Hopes are not guaranteed, while expectations result in assuming some fulfillment of that idea.
I can hope that I will receive an A on my paper, but at the same time don't have the expectation that an A is what I will get. That way, when my professor gives me a B I will be disappointed maybe but it won't be crushing because I did not assume I would receive an A.
Understanding this motto has made me realize how much power I have given to expectations in my life.
I had expectations of friends and when they didn't meet them I was crushed.
I had expectations of presents on Christmas Day or my birthday, and when I didn't receive some of them I became immediately ungrateful for the things I did receive.
I had expectations of how well I should be in my sports or in my school work, and when I didn't meet the unrealistically high goals I had set for myself I viewed myself as a failure.
The deepest bitterness in my past was a direct result of unmet expectations.
I had this image in my mind of how things were going to go, how people around me were going to act, how my life would turn out.

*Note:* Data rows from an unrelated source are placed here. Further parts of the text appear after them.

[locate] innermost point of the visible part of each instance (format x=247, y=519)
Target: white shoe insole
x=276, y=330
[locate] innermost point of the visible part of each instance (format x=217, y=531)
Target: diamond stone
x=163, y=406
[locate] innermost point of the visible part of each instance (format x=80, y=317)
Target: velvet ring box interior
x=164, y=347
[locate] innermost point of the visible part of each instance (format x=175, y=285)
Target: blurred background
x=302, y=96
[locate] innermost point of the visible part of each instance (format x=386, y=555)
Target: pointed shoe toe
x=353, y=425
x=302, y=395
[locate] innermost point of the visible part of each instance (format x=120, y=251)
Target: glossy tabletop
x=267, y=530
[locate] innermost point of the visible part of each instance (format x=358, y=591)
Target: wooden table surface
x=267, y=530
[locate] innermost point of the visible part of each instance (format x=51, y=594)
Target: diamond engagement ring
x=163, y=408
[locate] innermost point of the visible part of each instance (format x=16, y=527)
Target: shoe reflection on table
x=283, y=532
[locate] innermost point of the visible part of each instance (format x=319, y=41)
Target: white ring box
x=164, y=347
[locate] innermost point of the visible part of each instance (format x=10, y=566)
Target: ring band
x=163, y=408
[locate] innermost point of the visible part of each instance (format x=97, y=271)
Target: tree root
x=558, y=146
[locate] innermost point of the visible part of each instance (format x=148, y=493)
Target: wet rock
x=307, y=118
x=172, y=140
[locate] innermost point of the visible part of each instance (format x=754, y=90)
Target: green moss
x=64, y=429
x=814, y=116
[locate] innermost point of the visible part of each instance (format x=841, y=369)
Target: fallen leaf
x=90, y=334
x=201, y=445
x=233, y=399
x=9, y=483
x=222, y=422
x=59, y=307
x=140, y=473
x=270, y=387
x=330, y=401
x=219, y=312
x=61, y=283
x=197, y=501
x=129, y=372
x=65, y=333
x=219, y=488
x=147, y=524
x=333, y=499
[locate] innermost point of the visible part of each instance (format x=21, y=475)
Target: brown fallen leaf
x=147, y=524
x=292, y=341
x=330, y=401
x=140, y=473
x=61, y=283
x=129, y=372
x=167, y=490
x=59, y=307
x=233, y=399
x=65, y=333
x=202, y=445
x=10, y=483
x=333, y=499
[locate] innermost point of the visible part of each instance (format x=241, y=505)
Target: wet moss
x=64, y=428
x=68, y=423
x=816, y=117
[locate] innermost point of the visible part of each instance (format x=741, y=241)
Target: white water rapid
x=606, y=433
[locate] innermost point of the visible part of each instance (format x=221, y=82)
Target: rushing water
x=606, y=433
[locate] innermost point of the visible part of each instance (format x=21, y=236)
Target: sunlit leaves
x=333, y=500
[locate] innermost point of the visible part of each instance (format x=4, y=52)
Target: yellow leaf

And when none of those expectations were fulfilled, anger and resentment and bitterness filled me until I hardly recognized myself.
I have given expectations too much power over me. Satan has had a foothold in my mind through feeding me assumptions in how my life on my terms should go. But by surrendering those expectations to the feet of Jesus, there is so much freedom!
With Jesus carrying those burdens for me, I can live in hopefulness and refuse to become bitter when something doesn't go my way. I no longer have to live in constant disappointment when my heart is trusting in God's perfect plan for me.
I read a quote recently that said, "Expectations are premeditated resentment."
When we nail our expectations to the cross of Christ, we don't have to carry around a burden of resentment with us. We can have the freedom to be thankful for unexpected blessings.
Coming from someone who was ruled by expectation for far too long, let me tell you... it is freeing to finally surrender plans for how my life will turn out to the One whose plan is so much better than mine.